More malevolence bubbled between Lady Mary and Lady Edith as the former tried to work out what possible secret the latter had. Lady Edith derided Lady Mary’s dreary squeeze, Henry Talbot, as an oil driver. Lady Mary wondered why any man, including Bertie Pelham, would want to take Edith on.
When Branson asked Edith why couldn’t she be happy for her sister, Edith correctly replied: “I’m as pleased for her as she would be for me.” Which was to say: not a jot.
Both Mary and Edith hung out with their prospective squeezes, and both kissed them—Mary dramatically in the rain, and Edith a little more prosaically, but it seemed “automatic” she noted, and therefore good.
Edith even took Pelham to the ‘night nursery’ where Marigold, George and Sybbie—the Crawley infants, none with conventional parental unit intact—sleep. She didn’t ‘fess up that Marigold was hers, and she better hope Mary doesn’t figure it out before she builds up the courage to do so.
Mary told Talbot his racing cars was a problem, what with her hubby Matthew dying in a car crash ‘n’ all, and Talbot’s bafflingly tone-deaf counsel after this heartfelt confession was to tell her to think of cars as her friend. Branson told her to go for it. She asked him why he was playing Cupid, which is on our minds too (the ‘eventual Mary-Branson union’ believers can allow themselves a smile here).
The practical Pelham had the best advice for when the Crawleys opened up Downton, pointing out they would need to guide visitors around the house. The aristos seemed incredulous about this: wouldn’t the proles just amuse themselves?
Sure enough, the Crawleys could only speak in the vaguest terms about the paintings and features of the house when the public arrived en masse—an event preceded with the by-now familiar every-episode-acknowledgment by Lord G that “the world has changed.”
Cora desperately pointed out a Reynolds paintings, some local noted it didn’t feel very cosy, and the Dowager Countess—furious to have been deposed and replaced by her daughter-in-law at the hospital—arrived, ready for battle.
Lady Mary interrupted her granny’s pugnacious progress long enough to ask, for the benefit of the visitors, what the fourth Earl had collected. “Horses and women,” the Dowager C snapped, before telling Cora she had betrayed her. She recommended that, in the choice between principle and logic, one should choose principle every time.
However, in a sweeter-paced scene, we saw that she did care if her nemesis and (really) best buddy Isabel was going to get it back on with Lord Merton, especially as she seemed to have the support of the latter’s new daughter-in-law (although, hmm, there was something off about her, didn’t ya think?).
Lord G managed to avoid his mother and wife’s contretemps, and instead found himself—in bed—face to face with a little tyke who had escaped a tour group.
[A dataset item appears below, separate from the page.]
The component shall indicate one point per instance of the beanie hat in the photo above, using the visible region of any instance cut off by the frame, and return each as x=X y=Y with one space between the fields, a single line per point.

Why didn’t Lord G buy something more comfortable than the big house, the cheeky little invader asked. “You like what you’re used to,” said Lord G—struck you sensed, by the out-of-time futility of those very words.
It was, for the Crawleys, strange to be open themselves up to be seen as a living museum exhibit, although in just a few decades time, they or their descendants would be figuring out revenue streams around tea towels, cups, and T-shirts. The soothsayer Branson could see this oncoming slipstream of commercial modernity.
The tension the family faced was there in Lord G’s “We may not last forever,” contrasted to Lady Mary’s “We are not going anywhere.” And they won’t—well not for the next four remaining weeks of Downton at least, at the end of which we will discover how benevolently Fellowes intends to preserve the Crawleys and their servants in the aspic of history.